DEV Community

Cover image for Easily Query your Cloud Inventory with Steampipe
Mike Graff for AWS Community Builders

Posted on • Originally published at cloudyadvice.com

Easily Query your Cloud Inventory with Steampipe

Cloud Inventory is a Challenge

Anyone who has worked with AWS for a while will be quite familiar with the difficulties of getting a complete picture of the inventory of resources in your accounts. While AWS has made some limited strides in this area with tools like the EC2 Global View and the ability to get a count of all VPCs in the VPC dashboard, the bottom line is that AWS does not provide a comprehensive inventory solution for an AWS account or group of accounts.

While there are many excellent third party commercial tools you can use to solve this problem, not everyone (including me!) has the budget available to pay for these tools. So for the past month or two I've been spending time looking at some open source tools to add to my team's toolchain to help us with the inventory problem.

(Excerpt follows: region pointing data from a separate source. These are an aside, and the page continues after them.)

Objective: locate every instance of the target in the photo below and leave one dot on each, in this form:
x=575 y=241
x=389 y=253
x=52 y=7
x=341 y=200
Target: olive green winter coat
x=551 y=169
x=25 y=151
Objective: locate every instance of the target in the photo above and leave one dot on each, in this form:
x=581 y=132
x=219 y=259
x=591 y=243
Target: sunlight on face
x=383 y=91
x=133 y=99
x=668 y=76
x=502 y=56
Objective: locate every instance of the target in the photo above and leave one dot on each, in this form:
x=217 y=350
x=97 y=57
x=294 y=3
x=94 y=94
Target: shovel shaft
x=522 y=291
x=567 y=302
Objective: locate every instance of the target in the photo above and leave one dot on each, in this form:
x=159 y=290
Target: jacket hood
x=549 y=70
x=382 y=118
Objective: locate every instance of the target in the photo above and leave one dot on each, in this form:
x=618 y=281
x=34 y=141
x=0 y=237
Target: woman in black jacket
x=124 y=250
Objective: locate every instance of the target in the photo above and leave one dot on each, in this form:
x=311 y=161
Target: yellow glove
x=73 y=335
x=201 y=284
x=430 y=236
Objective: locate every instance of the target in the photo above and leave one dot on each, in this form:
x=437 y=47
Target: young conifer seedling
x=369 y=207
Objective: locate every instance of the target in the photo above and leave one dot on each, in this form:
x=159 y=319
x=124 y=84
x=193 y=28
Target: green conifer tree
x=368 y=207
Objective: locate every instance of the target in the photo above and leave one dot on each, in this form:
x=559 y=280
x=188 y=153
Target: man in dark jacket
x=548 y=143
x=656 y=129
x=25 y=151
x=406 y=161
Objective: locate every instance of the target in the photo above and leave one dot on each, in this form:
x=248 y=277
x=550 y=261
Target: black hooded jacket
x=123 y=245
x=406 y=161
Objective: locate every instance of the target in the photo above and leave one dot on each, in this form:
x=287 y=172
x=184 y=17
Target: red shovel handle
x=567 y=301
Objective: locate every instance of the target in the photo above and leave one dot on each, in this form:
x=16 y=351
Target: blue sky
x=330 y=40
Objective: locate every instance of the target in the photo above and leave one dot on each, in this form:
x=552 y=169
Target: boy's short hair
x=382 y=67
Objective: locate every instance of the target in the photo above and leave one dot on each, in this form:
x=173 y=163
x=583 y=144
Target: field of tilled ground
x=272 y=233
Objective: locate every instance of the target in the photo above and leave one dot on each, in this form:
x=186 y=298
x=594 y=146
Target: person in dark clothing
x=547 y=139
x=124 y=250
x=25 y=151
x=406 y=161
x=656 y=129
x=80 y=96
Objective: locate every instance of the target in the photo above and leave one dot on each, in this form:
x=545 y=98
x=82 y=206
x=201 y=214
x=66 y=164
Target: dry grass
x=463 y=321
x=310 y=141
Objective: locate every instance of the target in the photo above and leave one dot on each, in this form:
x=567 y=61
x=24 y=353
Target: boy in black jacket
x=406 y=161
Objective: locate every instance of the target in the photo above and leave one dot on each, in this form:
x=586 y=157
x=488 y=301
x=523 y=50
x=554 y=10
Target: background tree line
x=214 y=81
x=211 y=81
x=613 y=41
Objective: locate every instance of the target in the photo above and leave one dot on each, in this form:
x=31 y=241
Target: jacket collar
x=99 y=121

One of the tools I've been looking at is an interesting solution called Steampipe. In this post I'm going to dive into this tool and share some of the things I've learned about it.

Steampipe - Query your cloud inventory like it's 1992

Steampipe.io is an open source tool that is maintained by the commercial tool company Turbot. In a nutshell, the software allows you to query your favorite cloud services with SQL. By providing a consistent command line interface that works across multiple IaaS, PasS and SaaS services, Steampipe aims to reduce the time wasted on context switching between different cloud provider's native interfaces. As the end user, you write your queries in a consistent SQL syntax, and Steampipe translates that query into native API calls that are executed in real time against the cloud service's API.

Interaction with various cloud service's APIs is handled via Steampipe plugins for each service. As of this writing there are 86 different plugins available on the Steampipe Hub, including plugins for all the major cloud players (AWS, Alibaba, Azure, Cloudflare, GCP, Digital Ocean, IBM, Oracle, Heroku), SaaS services (Datadog, PagerDuty, Salesforce, Stripe, Twilio, Zendesk, Zoom), as well as some more intriguing options like VMware vSphere, Terraform, Reddit, and Slack.

Getting Started

The easiest way to get started playing with Steampipe is to install it on your local workstation. The Steampipe Downloads page provides step by step instructions for installation on MacOS, Linux, and Windows operating systems.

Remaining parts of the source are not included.